Poems for Keeping the Home Fires Burning

Pissarro, The Wood Cutter

Monday

Christmas has come early to the Bates household: we have just purchased a wood splitter, which feels like getting a giant new toy. As I watch the blade cut effortlessly through giant logs, literary references to woodcutting come to mind.

First of all, some background. My mother owns 18 heavily wooded acres surrounding her house by Lake Eva in the Southern Cumberlands. We are surrounded by tall oaks but, because of the shallow soil, the red and black oaks sooner or later hit rock, at which point they begin rotting from within. (The root systems of white oaks are able to work around the rock so they don’t have the same problem.) Then, come winter, the water that has entered the rot freezes, expanding and cracking the foundation. After that, it just takes a strong wind to topple the tree. As a result, just within 50 feet, three red oaks, one hickory and one maple that have all gone down. In addition, a tree service had to take down two trees that threatened to fall on the house.

With all this free wood around, the question has been how to take advantage of it. Finally, I found someone who would cut the trees into chunks, and he in turn persuaded us to buy a log splitter (rather than rent one at $250 a shot). I rev up the machine whenever I want a break from writing.

A Robert Frost poem confirmed me in my decision not to add a chainsaw to the log splitter. You may know “Out, Out,” maybe his most horrifying poem. In it, a boy is sawing logs when the unimaginable happens:

His sister stood beside him in her apron
To tell them ‘Supper.’ At the word, the saw,
As if to prove saws knew what supper meant,
Leaped out at the boy’s hand, or seemed to leap—
He must have given the hand. However it was
Neither refused the meeting. But the hand!
The boy’s first outcry was a rueful laugh,
As he swung toward them holding up the hand
Half in appeal, but half as if to keep
The life from spilling. Then the boy saw all—
Since he was old enough to know, big boy
Doing a man’s work, though a child at heart—
He saw all spoiled. ‘Don’t let him cut my hand off—
The doctor, when he comes. Don’t let him, sister!’
So. But the hand was gone already.


Better to pay a skilled professional, I figured, than take that risk.

Another Frost poem has me wondering, however, if the wood I split and stack—being so plentiful—will end up like the abandoned woodpile, in the poet’s poem by that name. Frost comes across it quite by accident and figures it is at least three years old.

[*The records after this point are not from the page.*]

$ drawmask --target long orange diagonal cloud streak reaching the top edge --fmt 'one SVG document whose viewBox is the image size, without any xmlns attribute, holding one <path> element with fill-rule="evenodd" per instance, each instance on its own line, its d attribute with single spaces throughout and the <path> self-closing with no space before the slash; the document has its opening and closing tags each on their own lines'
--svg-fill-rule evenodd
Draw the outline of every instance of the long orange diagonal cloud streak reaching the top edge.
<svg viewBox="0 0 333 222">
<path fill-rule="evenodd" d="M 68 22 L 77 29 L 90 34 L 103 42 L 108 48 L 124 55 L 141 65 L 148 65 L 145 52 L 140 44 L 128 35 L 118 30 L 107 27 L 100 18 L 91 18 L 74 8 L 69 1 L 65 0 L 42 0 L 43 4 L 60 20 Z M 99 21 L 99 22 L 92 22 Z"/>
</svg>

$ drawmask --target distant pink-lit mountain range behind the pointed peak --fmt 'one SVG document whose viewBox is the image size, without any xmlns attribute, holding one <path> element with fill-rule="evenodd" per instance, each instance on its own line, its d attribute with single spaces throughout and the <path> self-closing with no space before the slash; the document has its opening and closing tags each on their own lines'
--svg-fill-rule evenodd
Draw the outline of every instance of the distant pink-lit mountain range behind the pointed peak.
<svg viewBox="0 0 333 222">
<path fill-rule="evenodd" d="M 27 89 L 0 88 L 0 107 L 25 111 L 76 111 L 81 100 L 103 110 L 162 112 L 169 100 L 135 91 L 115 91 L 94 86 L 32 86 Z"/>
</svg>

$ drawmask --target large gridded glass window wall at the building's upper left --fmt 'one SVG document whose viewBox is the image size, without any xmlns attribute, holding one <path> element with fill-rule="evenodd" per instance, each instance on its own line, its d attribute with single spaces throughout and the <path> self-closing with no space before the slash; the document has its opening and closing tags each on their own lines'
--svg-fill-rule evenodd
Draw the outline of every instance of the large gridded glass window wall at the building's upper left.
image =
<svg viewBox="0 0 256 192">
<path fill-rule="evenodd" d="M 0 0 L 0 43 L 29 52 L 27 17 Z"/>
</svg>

It was a cord of maple, cut and split
And piled—and measured, four by four by eight.
And not another like it could I see
No runner tracks in this year’s snow looped near it.
And it was older sure than this year’s cutting,
Or even last year’s or the year’s before.
The wood was gray and the bark warping off it
And the pile somewhat sunken. Clematis
Had wound strings round and round it like a bundle.
What held it though on one side was a tree
Still growing, and on one a stake and prop,
These latter about to fall. I thought that only
Someone who lived in turning to fresh tasks
Could so forget his handiwork on which
He spent himself, the labor of his ax
And leave it there far from a useful fireplace
To warm the frozen swamp as best it could
With the slow smokeless burning of decay.

So if I turn four fallen oaks into firewood with this wondrous log splitter, that could be enough wood to fuel our woodstove for ten years. But would it stay good for that long? Please write me if you know.

One other literary image comes to mind as I add logs to our fire. I gave Julia a bellows for her birthday and suddenly we feel as though, without it, we’ve been making fires with one hand tied behind our backs. It also makes me think of Flute, who reluctantly plays the female lead in Pyramus and Thisbe in Midsummer Night’s Dream and who is a bellows mender. I’ve never thought of bellows needing mending—much less that there was a special profession dedicated to doing so—but now that we own one, I realize that they can wear out.

Anyway, here’s a fun poem about bellows, by one John Steele, which appeared in The Amethyst Review:

The Bellows

The bellows breath ignites a fire.
Flames purge your nostrils, gut, and brain,
rouse the serpent from its slumber,
coiled up in your sacral cave.

Cross-legged, your head bowed
to face your heart, breathe in
to lift your chest up toward your chin.
Exhale, inhale through your nose,

pump your gut to blast air out—
in-out, in-out, in-out…
Then with a sharp in-breath,
suck your belly in and hold…

Work the bellows till the embers glow.
Breath by breath, surrender to the flow.